Parity

How-To Guides

Check out this how to to begin using the Parity class

Class Label Analysis Tutorial

DataEval API

class dataeval.metrics.Parity

Class for evaluating statistics of observed and expected class labels, including:

  • Chi Squared test for statistical independence between expected and observed labels

evaluate(expected_labels: ndarray, observed_labels: ndarray, num_classes: int | None = None) Tuple[float64, float64]

Perform a one-way chi-squared test between observation frequencies and expected frequencies that tests the null hypothesis that the observed data has the expected frequencies.

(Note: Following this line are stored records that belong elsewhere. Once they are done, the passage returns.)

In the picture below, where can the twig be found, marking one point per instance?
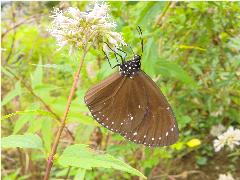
(29, 88)
(63, 122)
(69, 169)
(160, 17)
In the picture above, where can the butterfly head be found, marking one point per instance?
(131, 67)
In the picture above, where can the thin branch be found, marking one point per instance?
(63, 122)
(69, 169)
(47, 107)
(13, 38)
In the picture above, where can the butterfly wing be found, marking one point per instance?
(158, 127)
(135, 108)
(113, 105)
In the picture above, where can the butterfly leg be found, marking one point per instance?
(116, 53)
(140, 33)
(109, 60)
(125, 54)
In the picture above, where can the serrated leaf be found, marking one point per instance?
(80, 174)
(32, 141)
(12, 94)
(37, 75)
(79, 155)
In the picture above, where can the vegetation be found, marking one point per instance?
(191, 50)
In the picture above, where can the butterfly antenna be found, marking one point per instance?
(125, 54)
(141, 38)
(109, 60)
(131, 49)
(115, 52)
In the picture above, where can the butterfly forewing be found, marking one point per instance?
(135, 108)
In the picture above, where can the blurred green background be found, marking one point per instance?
(191, 50)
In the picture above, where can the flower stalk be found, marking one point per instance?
(63, 122)
(80, 30)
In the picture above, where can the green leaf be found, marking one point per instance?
(167, 68)
(32, 141)
(47, 133)
(80, 174)
(183, 121)
(37, 75)
(12, 94)
(150, 57)
(79, 155)
(22, 120)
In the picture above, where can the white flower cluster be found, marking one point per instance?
(231, 138)
(75, 28)
(225, 177)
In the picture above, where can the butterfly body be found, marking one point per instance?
(130, 103)
(129, 68)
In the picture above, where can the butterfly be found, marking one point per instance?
(130, 103)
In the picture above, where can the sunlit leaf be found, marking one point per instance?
(12, 94)
(32, 141)
(80, 174)
(79, 155)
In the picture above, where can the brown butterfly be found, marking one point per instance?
(130, 103)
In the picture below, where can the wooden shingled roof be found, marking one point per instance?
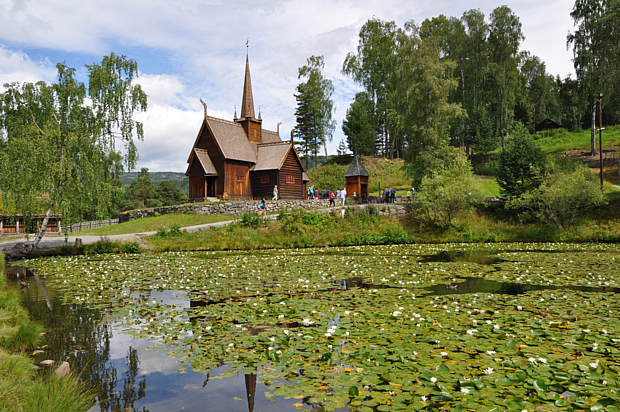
(231, 140)
(271, 155)
(356, 168)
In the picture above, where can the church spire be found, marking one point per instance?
(247, 103)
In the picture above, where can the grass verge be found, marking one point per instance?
(148, 224)
(303, 229)
(21, 389)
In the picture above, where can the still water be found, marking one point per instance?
(126, 374)
(130, 374)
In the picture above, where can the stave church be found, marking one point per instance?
(239, 160)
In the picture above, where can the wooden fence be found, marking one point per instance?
(76, 227)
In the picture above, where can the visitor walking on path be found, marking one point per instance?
(263, 208)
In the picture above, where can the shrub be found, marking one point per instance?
(130, 247)
(445, 197)
(561, 198)
(521, 166)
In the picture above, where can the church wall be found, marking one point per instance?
(237, 189)
(265, 189)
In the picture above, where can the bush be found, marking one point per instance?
(130, 247)
(172, 231)
(561, 198)
(445, 197)
(521, 166)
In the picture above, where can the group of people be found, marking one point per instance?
(340, 194)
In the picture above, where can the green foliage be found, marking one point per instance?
(130, 247)
(249, 218)
(59, 144)
(25, 338)
(521, 166)
(357, 125)
(450, 194)
(174, 231)
(315, 126)
(561, 198)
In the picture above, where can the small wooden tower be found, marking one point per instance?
(357, 179)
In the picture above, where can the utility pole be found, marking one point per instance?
(600, 134)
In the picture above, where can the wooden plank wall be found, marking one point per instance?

This function acts as an interface to the scipy.stats.chisquare method, which is documented at https://docs.scipy.org/doc/scipy/reference/generated/scipy.stats.chisquare.html https://docs.scipy.org/doc/scipy/reference/generated/scipy.stats.chisquare.html

Parameters:
  • expected_labels (np.ndarray) – List of class labels in the expected dataset

  • observed_labels (np.ndarray) – List of class labels in the observed dataset

  • num_classes (Optional[int]) – The number of unique classes in the datasets. If this is not specified, it will be inferred from the set of unique labels in expected_labels and observed_labels

Returns:

  • np.float64 – chi-squared value of the test

  • np.float64 – p-value of the test

Raises:

ValueError – If x is empty